Royal Dutch Shell hopes to complete a deal by the end of the year, which will result in Gazprom receiving 25 percent, plus one share in the Sakhalin-2 project, and the Anglo-Dutch company receiving 50 percent plus one share in the Zapolyarnoye-Neocomian project, reported Interfax.

“I hope that by the end of 2006 the exchange will be completed. It is already July,” Shell CEO Jeroen van der Veer said in an interview with the Russian daily Vedomosti. However, he noted that talks on the exchange with Gazprom would not be simple.

“This will be a very complicated deal, complicated because we are talking about exchanging 25 percent in a project which is already 75 percent completed (Sakhalin-2) for a share in a project to develop the Zapolyarnoye field, or to be more precise, to develop part of that very large field. And that development has not yet started,” he said. “We have difficult discussions ahead, but we did not expect anything else,” he said. He said that a deal is not a train – that always arrives in the station on schedule.

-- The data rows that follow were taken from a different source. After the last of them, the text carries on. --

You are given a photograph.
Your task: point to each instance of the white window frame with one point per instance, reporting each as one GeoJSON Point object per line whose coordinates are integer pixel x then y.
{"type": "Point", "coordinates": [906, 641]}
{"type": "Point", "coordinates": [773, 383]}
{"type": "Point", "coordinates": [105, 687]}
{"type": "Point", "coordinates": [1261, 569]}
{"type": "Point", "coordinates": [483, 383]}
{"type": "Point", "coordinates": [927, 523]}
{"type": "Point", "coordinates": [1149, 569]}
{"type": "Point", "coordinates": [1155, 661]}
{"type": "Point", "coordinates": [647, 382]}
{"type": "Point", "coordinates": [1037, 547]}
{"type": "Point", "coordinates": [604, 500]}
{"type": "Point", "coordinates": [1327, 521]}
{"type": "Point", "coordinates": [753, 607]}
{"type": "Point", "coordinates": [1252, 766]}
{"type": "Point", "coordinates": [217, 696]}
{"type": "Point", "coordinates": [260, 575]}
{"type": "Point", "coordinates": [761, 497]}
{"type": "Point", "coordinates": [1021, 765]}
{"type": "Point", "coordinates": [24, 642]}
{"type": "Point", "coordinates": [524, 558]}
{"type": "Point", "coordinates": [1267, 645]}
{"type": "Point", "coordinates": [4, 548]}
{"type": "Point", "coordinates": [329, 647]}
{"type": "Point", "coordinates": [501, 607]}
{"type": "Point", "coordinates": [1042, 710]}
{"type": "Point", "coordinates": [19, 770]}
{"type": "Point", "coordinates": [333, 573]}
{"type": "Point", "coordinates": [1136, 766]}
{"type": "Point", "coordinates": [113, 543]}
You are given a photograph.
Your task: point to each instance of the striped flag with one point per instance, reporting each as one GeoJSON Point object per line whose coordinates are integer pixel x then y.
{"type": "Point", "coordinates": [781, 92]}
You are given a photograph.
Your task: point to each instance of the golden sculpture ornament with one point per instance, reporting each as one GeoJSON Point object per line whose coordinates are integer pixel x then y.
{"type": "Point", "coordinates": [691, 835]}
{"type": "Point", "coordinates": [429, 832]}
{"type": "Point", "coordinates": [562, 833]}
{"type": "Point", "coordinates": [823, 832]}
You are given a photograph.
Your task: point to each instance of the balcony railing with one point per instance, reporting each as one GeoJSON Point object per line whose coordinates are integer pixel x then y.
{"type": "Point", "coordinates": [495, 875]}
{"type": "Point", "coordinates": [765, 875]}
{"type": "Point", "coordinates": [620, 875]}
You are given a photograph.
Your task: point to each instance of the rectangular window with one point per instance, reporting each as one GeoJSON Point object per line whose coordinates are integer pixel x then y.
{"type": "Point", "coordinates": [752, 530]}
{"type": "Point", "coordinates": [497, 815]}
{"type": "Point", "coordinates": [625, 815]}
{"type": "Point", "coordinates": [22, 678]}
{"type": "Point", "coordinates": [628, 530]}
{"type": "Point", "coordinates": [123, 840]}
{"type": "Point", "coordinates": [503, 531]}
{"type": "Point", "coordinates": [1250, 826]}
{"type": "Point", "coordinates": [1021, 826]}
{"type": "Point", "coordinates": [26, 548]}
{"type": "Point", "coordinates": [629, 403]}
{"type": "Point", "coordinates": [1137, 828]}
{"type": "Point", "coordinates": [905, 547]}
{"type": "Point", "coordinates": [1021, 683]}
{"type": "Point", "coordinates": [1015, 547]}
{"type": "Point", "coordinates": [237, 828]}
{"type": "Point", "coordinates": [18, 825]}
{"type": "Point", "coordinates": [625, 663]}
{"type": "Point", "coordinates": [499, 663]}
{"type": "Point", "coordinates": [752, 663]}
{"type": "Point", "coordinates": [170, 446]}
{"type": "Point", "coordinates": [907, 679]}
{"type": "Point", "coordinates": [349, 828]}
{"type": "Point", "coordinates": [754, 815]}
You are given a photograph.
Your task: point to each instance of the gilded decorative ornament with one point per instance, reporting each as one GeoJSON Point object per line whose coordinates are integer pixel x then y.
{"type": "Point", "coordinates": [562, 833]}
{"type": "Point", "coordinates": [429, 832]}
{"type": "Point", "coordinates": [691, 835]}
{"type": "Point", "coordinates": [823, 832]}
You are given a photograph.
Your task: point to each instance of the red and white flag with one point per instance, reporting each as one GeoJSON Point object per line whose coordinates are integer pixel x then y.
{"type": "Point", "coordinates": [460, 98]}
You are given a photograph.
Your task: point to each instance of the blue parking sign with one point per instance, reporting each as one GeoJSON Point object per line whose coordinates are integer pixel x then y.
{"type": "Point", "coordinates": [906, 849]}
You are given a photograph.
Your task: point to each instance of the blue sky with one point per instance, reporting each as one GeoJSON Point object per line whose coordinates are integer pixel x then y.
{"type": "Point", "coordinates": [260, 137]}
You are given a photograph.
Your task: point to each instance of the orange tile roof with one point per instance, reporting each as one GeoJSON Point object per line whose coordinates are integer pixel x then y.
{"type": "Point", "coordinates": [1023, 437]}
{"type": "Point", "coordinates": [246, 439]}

The Sakhalin-2 project involves the development of the Piltun-Astokhsky and Lunskoye fields off the Sakhalin coast. Total reserves of oil and gas at these deposits amount to 150 million tonnes and 500 billion cubic metres respectively.

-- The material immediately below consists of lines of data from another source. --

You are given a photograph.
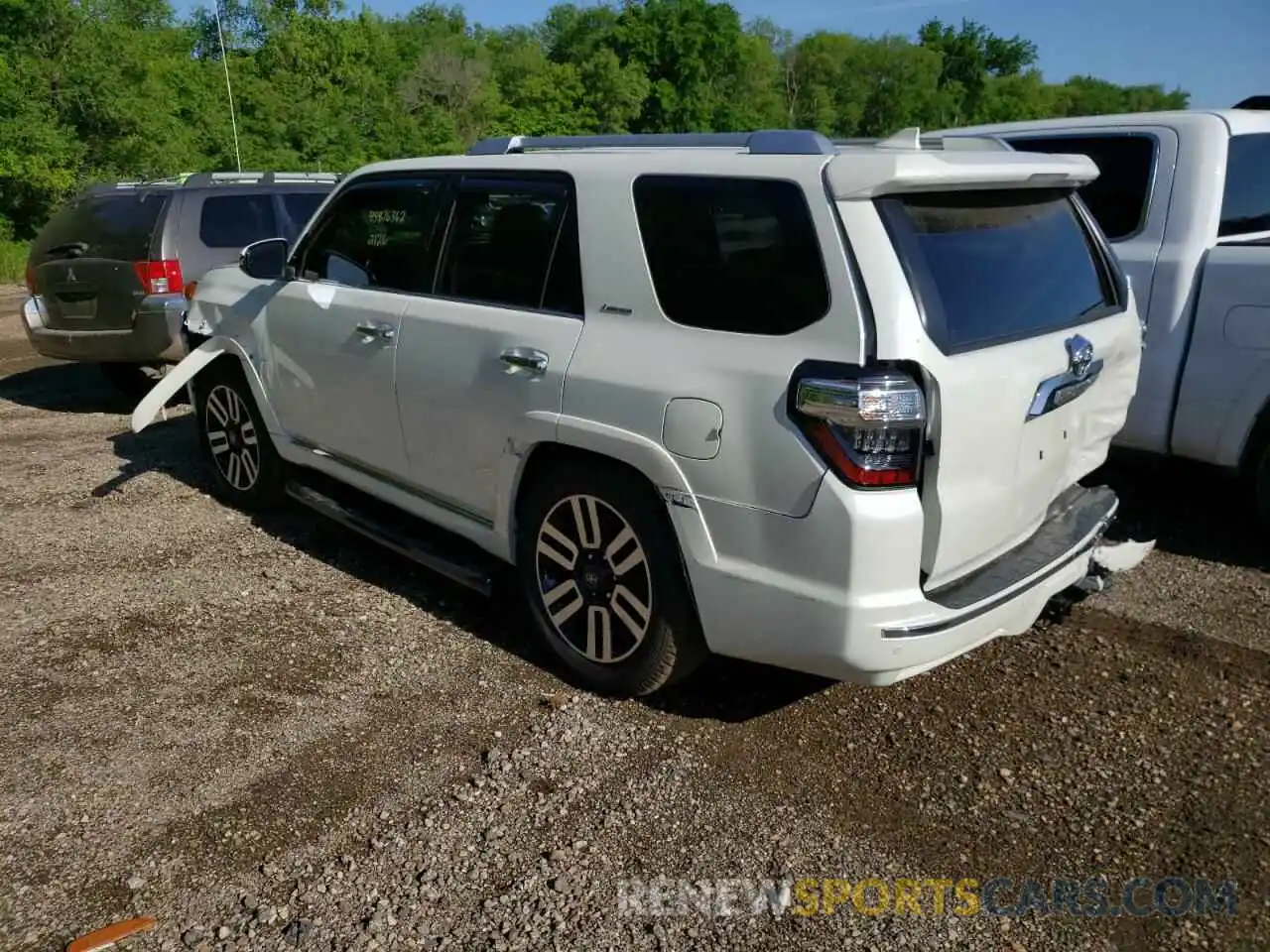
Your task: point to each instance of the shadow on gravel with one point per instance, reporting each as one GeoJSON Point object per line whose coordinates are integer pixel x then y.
{"type": "Point", "coordinates": [66, 388]}
{"type": "Point", "coordinates": [722, 689]}
{"type": "Point", "coordinates": [1192, 509]}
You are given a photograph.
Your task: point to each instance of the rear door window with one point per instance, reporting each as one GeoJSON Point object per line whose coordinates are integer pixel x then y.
{"type": "Point", "coordinates": [1246, 200]}
{"type": "Point", "coordinates": [992, 267]}
{"type": "Point", "coordinates": [731, 254]}
{"type": "Point", "coordinates": [236, 221]}
{"type": "Point", "coordinates": [376, 235]}
{"type": "Point", "coordinates": [1119, 195]}
{"type": "Point", "coordinates": [513, 243]}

The operator of the project is Sakhalin Energy, founded by Shell (55 percent,) Mitsui (25 percent) and Mitsubishi (20 percent.) In July last year Gazprom and Shell agreed to exchange Sakhalin-2 and Zapolyarnoye-Neocomian assets, which means that Gazprom will receive 25 percent plus one share in Sakhalin 2 and Shell – a 50 percent stake in the Zapolyarnoye – Neocomian project.

Almost immediately after this, Royal Dutch Shell announced that investment in the second phase of the Sakhalin-2 project would amount to about 20 billion Euro, for the entire programme of work, including drilling, in the period to 2014, and supplies of liquefied natural gas would begin in summer 2008. It was previously planned to start supplies in November 2007, and the total cost of the second phase was estimated at 12 billion Euro. In response, Gazprom announced that it is analysing how the increase in Sakhalin-2 expenditure would influence the asset exchange deal.